One of the few Wall Street insiders to have been prosecuted for fraud related to the sale of sub-prime mortgage securities has been Fabrice Tourre, also known as “Fabulous Fab.” In 2007, just ahead of the economic collapse caused in great part by the bursting of the housing bubble, Tourre made $1.7 million largely from selling sub-prime-mortgage securities to investors—when he clearly knew that those securities were extremely over-priced and risky, if not almost certain to fail.
Worse, as an employee of Goldman-Sachs, Tourre communicated with John Paulson, who became one of Wall Street’s most prominent hedge-fund managers by promoting investments in credit-default swaps that became increasingly profitable as the housing market tanked. In effect, Tourre and Goldman Sachs identified for Paulson, then a client, which mortgage-backed securities were the most likely to fail, even as they were promoting those securities to other clients as solid investments.
Before the case could be taken to court, Goldman Sachs settled its part of it for $550 million, while asserting that the settlement agreement was not an admission of any criminal wrongdoing. Tourre, however, was tried and convicted on six counts of trading fraud.
Over this past week, “Fabulous Fab” has been in the news for two reasons. First, his appeal of his convictions to the U.S. District Court in Manhattan was unsuccessful. Judge Katherine Forrest found no basis either for summarily throwing out the convictions or for ordering a new trial. Second, he is apparently pursuing a doctorate in economics at the University of Chicago and is teaching a course there on “Elements of Economic Analysis.”
I am all for people trying to rehabilitate themselves, for giving people with criminal records every opportunity to rebuild their lives—once they have paid “their debt to society.” I think that it is absurd to stigmatize ex-convicts in a manner that makes it next to impossible for them to get on with their lives in some productive manner. We cannot wring our hands over high rates of recidivism while blocking productive alternatives to recidivism.
But I have two problems with what seems to be happening with “Fabulous Fab.”
First, I doubt that someone less prominent and less connected than he is would have found a spot at such a prestigious university. I have written in several previous posts about the deepening caste system in higher education that has resulted from increasing corporatization, and this case seems to provide another perverse illustration of how notions of “privilege” are simply going unquestioned.
Second, even if Tourre were now an ex-convict who had served his sentence, there are certain crimes that would seem to preclude one’s becoming a faculty member in certain disciplines. For instance, former judges, attorneys, and police officers convicted of corruption or other abuses of their positions should be excluded from teaching criminal justice. Architects who have cut corners with building codes and then been found criminally negligent should not be teaching architecture. Likewise, engineers who have falsified the results of tests on materials or devices should not be teaching engineering.
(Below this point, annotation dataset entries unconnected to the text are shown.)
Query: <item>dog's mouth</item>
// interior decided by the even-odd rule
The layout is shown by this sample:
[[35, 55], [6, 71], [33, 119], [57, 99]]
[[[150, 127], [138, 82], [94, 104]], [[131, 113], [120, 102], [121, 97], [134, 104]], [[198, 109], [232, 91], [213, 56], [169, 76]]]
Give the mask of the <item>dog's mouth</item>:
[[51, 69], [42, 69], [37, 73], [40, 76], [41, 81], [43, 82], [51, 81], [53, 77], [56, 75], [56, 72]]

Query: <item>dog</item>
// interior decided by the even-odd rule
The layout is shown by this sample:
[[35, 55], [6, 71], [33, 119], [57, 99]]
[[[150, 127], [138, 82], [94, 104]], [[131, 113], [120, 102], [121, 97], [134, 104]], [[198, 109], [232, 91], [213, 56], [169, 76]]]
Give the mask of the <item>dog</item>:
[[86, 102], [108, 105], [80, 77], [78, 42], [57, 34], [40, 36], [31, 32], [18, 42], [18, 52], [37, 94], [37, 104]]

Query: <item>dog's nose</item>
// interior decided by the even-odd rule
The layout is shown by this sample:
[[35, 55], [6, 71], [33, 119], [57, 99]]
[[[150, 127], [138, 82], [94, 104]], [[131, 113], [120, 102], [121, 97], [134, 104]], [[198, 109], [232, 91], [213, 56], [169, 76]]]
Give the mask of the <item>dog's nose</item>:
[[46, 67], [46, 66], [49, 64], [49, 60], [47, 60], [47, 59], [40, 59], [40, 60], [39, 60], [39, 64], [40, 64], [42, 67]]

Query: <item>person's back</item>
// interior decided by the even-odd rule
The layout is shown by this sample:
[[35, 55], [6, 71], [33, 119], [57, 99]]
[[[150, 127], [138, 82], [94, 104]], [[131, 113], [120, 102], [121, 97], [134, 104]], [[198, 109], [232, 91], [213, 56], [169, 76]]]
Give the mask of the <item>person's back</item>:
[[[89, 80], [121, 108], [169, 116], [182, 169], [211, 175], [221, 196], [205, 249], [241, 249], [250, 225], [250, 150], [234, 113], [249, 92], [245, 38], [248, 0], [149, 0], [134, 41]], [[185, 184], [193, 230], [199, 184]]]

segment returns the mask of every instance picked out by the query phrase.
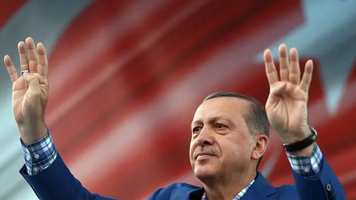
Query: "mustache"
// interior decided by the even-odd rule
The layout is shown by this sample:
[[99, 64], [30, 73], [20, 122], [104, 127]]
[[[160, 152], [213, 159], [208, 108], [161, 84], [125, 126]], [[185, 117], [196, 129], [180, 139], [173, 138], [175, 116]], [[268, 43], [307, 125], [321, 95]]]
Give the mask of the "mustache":
[[193, 157], [197, 159], [201, 153], [206, 153], [209, 155], [218, 156], [221, 154], [220, 150], [212, 146], [198, 146], [193, 152]]

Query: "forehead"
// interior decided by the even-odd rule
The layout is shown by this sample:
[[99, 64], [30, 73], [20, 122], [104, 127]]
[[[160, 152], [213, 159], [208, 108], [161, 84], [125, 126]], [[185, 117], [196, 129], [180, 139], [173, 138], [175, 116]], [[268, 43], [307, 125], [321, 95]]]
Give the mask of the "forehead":
[[248, 100], [233, 97], [217, 97], [203, 102], [196, 111], [193, 122], [223, 116], [229, 119], [240, 119], [242, 113], [248, 111]]

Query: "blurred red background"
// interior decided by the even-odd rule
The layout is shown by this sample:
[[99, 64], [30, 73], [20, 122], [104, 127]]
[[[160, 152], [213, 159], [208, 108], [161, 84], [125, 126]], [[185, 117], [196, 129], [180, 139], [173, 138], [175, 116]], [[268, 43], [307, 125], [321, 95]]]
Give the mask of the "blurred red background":
[[[42, 6], [49, 15], [59, 6], [3, 1], [9, 7], [0, 15], [2, 32], [22, 6]], [[65, 1], [60, 6], [74, 10]], [[136, 200], [174, 182], [201, 184], [188, 157], [196, 108], [219, 91], [265, 102], [269, 88], [261, 52], [271, 48], [276, 58], [276, 47], [285, 43], [299, 50], [301, 66], [314, 61], [309, 123], [348, 196], [356, 198], [356, 28], [349, 26], [356, 13], [348, 8], [354, 2], [81, 1], [59, 31], [51, 29], [58, 22], [46, 16], [38, 18], [48, 28], [38, 25], [42, 31], [34, 35], [18, 30], [50, 46], [47, 123], [62, 157], [91, 192]], [[51, 16], [59, 19], [67, 11]], [[46, 35], [41, 31], [56, 36], [36, 37]], [[274, 133], [260, 170], [275, 186], [293, 182]], [[14, 185], [10, 191], [24, 187]], [[8, 191], [3, 197], [14, 195]]]

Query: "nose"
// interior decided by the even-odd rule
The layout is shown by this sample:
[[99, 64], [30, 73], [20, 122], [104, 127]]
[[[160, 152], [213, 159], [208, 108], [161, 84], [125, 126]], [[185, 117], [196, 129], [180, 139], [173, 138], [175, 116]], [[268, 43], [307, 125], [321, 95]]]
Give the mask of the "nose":
[[211, 130], [208, 127], [203, 127], [197, 138], [197, 144], [200, 146], [203, 146], [212, 145], [213, 144], [214, 137]]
Hackers should not be teaching computer science. Plagiarists should not be teaching writing. Physicians and nurses convicted of malpractice should not be teaching medicine or nursing. And no one convicted of any crime involving children should be given a position in education.
These suggestions don’t seem to me to be tantamount to any sort of ruinous bias. They seem, instead, to be common sense.
This past year, it was revealed that a longtime, highly regarded psychology professor at an Illinois university had been charged at age 15 with killing his parents and his sister. The murders had occurred at the family home in Texas. Before committing the crimes, he had apparently sniffed airplane glue, which had exacerbated an underlying condition that was later diagnosed as paranoid schizophrenia. He was judged mentally unfit to stand trial, remanded to a juvenile psychiatric facility, and six years later released as sane. Eventually, he legally changed his name and worked his way through college, ultimately earning a doctorate at the University of Illinois.
When his notorious past was revealed, after he had performed conscientiously as a faculty member for more than 25 years, the university at which he is employed did the right thing in issuing the following supportive statement: “Given the traumatic experiences of his childhood, ____________’s efforts to rebuild his life and obtain a successful professional career have been remarkable. The university expects [him] to teach . . . this fall.”
I have no interest in resurrecting this story, in identifying the faculty member by name or even by his institution, because I think that his continuing to teach is a non-issue.
But I also think that his case may be the proverbial exception that proves the rule.